El siete de enero de 1973, cuando el ministro se dirigía a Los Rodeos para regresar a la Península, la comitiva se desvió hacia La Laguna para visitar las ruinas. Se le hizo una cabal exposición del problema y de las obras que se ejecutaban, a cargo del Estado, de cuyo presupuesto sólo se había invertido la mitad del total previsto; la correspondiente a las actuaciones que habían causado con toda probabilidad el derrumbamiento. También, que parte considerable de la fábrica seguía en pie: camarín y salas adjuntas, sacristías, presbiterio y antepresbiterio, capillas de los extremos de las naves laterales con sus valiosísimos artesonados mudéjares, la de la nave central con el espléndido coro de madera labrada y su artesonado portugués, y el trascoro. No sería una reedificación desde los cimientos sino la rehabilitación de las zonas dañadas de un edificio en el que el Estado estaba interviniendo al producirse el siniestro y se encontraba bajo su responsabilidad y tutela. Esto lo entendió el ministro perfectamente.

De la visita salió el compromiso de una solución inmediata, para que la reedificación se iniciara a la máxima brevedad. Mortes Alfonso cumplió lo prometido; llevó al Consejo de Ministros de la semana siguiente, el del viernes día doce del mismo mes de enero, el texto de decreto de reconstrucción, el 112/1973, en el que, para evitar cualquier maniobra en contra, pues las pugnas entre las diferentes facciones del régimen eran cada vez más tensas y sabidas, especificó en el encabezado y en el apartado primero del artículo único de la disposición oficial, que las obras se harían "bajo el alto patrocinio de Su Excelencia el Jefe del Estado"; astuta fórmula para conjurar cualquier oposición o traba. Además, el Ministerio quedaba facultado para la contratación directa de los proyectos, obras y trabajos necesarios. Todo se hizo en siete días.

La prensa, al dar la noticia de la aprobación del decreto ministerial, subrayó la "ejemplar diligencia" del ministro y de cuantos, en las esferas insulares y estatales, habían trabajado conjuntamente para lograrlo. Las menciones al dictador se limitaron a resaltar -en aquellos momentos no podía ser menos- "el alto patrocinio" que se le atribuía. Pero en los círculos próximos al poder, y en los no tan próximos, se hizo viral, como ahora se diría, que al sugerirle el ministro dicho patrocinio, le comentó con su voz atiplada que solía asistir en esa iglesia a misa los domingos cuando era comandante general de Canarias. La confundió con la homóloga de la capital tinerfeña.

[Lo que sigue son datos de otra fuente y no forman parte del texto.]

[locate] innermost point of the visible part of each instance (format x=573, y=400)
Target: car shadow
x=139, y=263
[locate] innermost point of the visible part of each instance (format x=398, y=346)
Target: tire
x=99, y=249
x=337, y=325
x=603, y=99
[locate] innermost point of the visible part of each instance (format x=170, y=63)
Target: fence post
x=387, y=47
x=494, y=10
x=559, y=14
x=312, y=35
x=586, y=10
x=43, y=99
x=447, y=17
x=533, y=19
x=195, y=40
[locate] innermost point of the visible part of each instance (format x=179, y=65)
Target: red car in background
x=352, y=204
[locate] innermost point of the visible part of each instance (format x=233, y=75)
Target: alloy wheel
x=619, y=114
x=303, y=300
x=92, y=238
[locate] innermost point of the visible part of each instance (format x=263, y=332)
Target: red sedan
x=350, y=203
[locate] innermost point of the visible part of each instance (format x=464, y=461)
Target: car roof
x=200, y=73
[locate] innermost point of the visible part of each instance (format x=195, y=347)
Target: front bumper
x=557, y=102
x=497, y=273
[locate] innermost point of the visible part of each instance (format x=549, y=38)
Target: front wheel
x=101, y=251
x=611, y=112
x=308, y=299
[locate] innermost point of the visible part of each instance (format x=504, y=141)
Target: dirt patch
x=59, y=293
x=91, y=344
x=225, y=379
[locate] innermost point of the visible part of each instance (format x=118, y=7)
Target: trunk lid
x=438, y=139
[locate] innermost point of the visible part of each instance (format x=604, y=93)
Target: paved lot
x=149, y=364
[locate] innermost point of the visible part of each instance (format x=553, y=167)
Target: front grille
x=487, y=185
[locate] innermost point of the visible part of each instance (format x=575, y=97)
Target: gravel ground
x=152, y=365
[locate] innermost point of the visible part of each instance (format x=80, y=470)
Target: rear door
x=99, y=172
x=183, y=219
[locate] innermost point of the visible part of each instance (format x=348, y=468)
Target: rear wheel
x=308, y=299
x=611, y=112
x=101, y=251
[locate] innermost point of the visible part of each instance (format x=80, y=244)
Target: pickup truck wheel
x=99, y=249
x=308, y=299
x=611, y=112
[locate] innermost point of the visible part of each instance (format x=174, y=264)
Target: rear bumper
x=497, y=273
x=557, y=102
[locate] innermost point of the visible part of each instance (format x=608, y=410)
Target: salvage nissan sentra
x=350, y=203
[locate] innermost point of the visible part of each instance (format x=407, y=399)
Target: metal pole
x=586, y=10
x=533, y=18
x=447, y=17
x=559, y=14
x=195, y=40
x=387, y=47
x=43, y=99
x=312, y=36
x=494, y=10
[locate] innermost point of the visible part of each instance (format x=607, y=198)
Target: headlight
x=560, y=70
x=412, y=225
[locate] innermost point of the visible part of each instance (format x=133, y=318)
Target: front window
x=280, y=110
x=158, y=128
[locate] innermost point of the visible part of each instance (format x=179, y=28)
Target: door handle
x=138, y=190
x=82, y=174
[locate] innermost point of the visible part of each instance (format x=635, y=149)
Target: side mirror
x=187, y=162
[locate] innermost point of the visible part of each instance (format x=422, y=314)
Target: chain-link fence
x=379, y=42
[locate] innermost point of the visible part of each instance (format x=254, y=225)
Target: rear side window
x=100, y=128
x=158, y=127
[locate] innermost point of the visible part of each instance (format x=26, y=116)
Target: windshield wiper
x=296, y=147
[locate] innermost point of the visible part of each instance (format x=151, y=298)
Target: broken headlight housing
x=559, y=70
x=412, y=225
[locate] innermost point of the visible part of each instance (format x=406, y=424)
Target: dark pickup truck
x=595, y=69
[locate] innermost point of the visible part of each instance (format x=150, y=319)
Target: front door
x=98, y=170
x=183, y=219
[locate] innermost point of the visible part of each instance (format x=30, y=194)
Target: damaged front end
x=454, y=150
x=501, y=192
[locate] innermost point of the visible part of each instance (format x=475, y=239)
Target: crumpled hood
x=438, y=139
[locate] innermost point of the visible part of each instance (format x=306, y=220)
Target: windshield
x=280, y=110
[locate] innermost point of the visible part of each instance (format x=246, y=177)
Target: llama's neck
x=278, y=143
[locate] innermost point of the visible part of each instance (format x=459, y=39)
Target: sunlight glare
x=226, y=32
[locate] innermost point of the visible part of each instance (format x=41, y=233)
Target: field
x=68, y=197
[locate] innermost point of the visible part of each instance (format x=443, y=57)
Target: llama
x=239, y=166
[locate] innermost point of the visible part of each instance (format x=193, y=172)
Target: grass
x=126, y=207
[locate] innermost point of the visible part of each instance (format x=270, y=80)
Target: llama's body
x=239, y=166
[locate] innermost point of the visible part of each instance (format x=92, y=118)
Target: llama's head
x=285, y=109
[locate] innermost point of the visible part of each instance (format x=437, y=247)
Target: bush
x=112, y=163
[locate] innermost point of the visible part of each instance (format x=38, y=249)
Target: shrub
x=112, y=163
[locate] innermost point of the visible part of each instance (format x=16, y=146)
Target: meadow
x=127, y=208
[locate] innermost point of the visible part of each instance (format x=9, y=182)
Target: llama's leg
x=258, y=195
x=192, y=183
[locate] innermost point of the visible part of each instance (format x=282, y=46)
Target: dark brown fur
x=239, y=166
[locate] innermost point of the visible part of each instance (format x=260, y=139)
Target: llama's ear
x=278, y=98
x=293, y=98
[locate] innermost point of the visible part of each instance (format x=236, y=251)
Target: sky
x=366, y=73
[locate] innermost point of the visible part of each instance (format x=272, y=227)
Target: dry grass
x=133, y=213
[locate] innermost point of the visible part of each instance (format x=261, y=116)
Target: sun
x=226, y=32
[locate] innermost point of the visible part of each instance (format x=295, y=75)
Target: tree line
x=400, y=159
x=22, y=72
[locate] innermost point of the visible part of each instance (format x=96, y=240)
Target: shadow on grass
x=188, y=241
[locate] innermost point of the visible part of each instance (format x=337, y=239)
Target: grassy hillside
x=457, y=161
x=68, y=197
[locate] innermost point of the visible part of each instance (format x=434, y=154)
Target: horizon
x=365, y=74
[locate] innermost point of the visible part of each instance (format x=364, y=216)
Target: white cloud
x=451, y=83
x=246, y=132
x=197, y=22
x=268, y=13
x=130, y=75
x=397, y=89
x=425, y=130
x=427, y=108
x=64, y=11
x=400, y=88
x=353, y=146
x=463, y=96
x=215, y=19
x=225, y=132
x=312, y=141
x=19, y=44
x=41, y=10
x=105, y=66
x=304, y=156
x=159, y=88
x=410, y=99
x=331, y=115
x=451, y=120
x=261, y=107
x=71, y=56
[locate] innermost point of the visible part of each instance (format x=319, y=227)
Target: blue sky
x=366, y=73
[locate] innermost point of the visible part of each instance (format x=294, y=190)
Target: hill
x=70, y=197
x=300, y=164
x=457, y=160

Está claro que de "decisión personal", nada de nada, y de que "tomó a su cargo rescatar para la historia isleña esta joya de nuestro acervo artístico", lo mismo. Sin embargo, al finalizar las obras en diciembre de 1976, cuando la democracia comenzaba a abrirse paso trabajosamente, un nostálgico más papista que el papa, que este periodista no sabe bien pero sospecha quién fue y por ello no da nombre, le atribuyó lo que los propios documentos oficiales desmienten de forma categórica.

Cree el periodista que no será necesario apelar siquiera a la Ley de la Memoria Histórica para que sea retirada la lápida que en la iglesia de Nuestra Señora de la Concepción de San Cristóbal de La Laguna mantiene la falacia de que su reconstrucción se debió "a la decisión personal" del entonces Jefe del Estado. Bastará con respetar la realidad incontrovertible de los hechos. La Iglesia católica, que se autoproclama maestra de la verdad, no puede menos que hacerlo sin demora, por coherencia con sus propias atribuciones. Lo contrario sería mantener una impostura en un lugar sagrado.